Where are all the systematists?
lammers at VAXA.CIS.UWOSH.EDU
Wed Jun 19 14:45:17 CDT 2002
At the risk of seeming immodest, I will refer you to my previous comments
on this topic in Systematic Botany 24: 494-496 (1999), "Plant Systematics
Today: All Our Eggs in One Basket?" [which began life as a post on Taxacom,
incidentally]. Some of these same points are raised there. Les Landrum,
IIRC, has published a similar commentary in a later issue of the journal
(sorry, don't have the ref at hand).
To date, no one has challenged a single statement made there in print,
which I am content to accept as tacit admission that I am right, that our
monomaniacal fixation on cladistic analysis of DNA data is not a good thing.
At 01:56 PM 6/19/02 -0400, Eric Dunbar wrote:
>As a current MSc student (not involved in taxonomy/systematics (though, my
>supervisor is)), I'd have to say that dealing with the "messy" groups
>isn't that academically enticing anymore and seems not to lead to
>opportunities in academia. The two taxonomists I've seen retire at local
>universities (south western Ontario) have been replaced by much more sexy
>molecular biologists or plant physiologists not at all involved in
>I can't speak for the faculty comprising the hiring committees but it seems
>like the ability to identify (an expertise of a skilled
>systematist/taxonomist) existing organisms or detecting (& thus
>describing) novel taxa or relationships isn't highly valued in a highly
>artificial experimental environment (how much of a taxonomist do you have
>to be to tell
>your _Arabidopsis thaliana_ from your _Oxalis_ in the glasshouse ;)
>Plus, it's quite an investment of a student's life to work in a "messy"

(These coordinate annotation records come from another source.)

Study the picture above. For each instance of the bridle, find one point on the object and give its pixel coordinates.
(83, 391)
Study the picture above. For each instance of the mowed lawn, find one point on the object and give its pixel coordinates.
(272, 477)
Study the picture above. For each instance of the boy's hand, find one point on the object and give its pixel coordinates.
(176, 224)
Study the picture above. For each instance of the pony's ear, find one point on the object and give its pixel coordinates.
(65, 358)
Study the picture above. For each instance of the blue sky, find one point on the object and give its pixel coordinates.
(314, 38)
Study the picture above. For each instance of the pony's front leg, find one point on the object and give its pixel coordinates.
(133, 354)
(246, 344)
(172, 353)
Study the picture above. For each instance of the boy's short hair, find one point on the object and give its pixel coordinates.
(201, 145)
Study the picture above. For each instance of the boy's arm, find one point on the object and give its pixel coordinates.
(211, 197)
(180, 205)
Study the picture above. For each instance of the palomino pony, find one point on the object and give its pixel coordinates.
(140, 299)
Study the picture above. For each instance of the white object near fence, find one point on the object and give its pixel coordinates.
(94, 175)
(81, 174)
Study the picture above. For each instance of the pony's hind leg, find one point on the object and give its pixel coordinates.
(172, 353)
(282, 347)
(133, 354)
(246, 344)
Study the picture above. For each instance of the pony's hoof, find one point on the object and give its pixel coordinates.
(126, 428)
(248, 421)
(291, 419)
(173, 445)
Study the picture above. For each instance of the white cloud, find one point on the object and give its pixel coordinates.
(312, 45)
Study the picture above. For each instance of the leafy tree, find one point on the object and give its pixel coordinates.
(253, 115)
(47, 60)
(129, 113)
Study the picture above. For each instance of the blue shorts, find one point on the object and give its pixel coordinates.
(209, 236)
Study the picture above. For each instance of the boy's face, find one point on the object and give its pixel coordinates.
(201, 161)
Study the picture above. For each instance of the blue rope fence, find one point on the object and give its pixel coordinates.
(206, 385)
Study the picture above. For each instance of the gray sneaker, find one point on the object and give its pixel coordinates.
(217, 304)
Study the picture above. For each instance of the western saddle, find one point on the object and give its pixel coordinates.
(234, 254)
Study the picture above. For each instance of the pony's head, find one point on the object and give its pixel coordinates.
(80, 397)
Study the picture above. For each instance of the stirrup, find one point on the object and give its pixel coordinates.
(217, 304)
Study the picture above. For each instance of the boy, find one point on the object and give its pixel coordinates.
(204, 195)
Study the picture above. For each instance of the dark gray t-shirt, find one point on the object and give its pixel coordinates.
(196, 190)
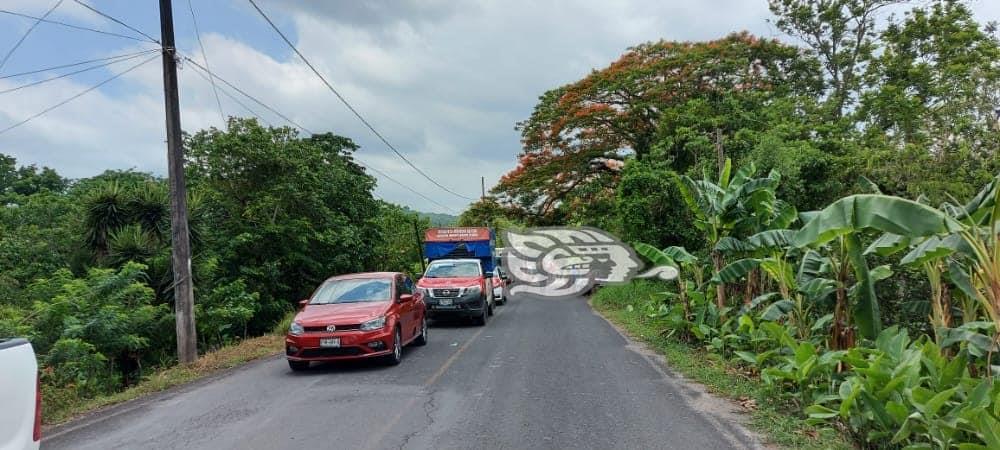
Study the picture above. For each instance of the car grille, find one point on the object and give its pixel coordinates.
(321, 352)
(445, 293)
(322, 328)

>group that may not lead to a career in taxonomy, especially when (whether
>rightly or wrongly) the perception among the general biological population
>(students certainly; faculty too?) is that these relationships will
>[eventually] (the ugly head of mechanistic philosophy raises its head
>again ;) be resolved by throwing DNA into a sequencer, running them
>through PAUP* and generating phylogenies with greater and greater
>bootstrap values, until eventually they approximate what happened
>(reticulate evolution be damned
Thomas G. Lammers, Ph.D.
Assistant Professor and Curator of the Herbarium (OSH)
Department of Biology and Microbiology
University of Wisconsin Oshkosh
Oshkosh, Wisconsin 54901-8640 USA
e-mail: lammers at uwosh.edu
Plant systematics; classification, nomenclature, evolution, and biogeography
of the Campanulaceae s. lat.
"Today's mighty oak is yesterday's nut that stood his ground."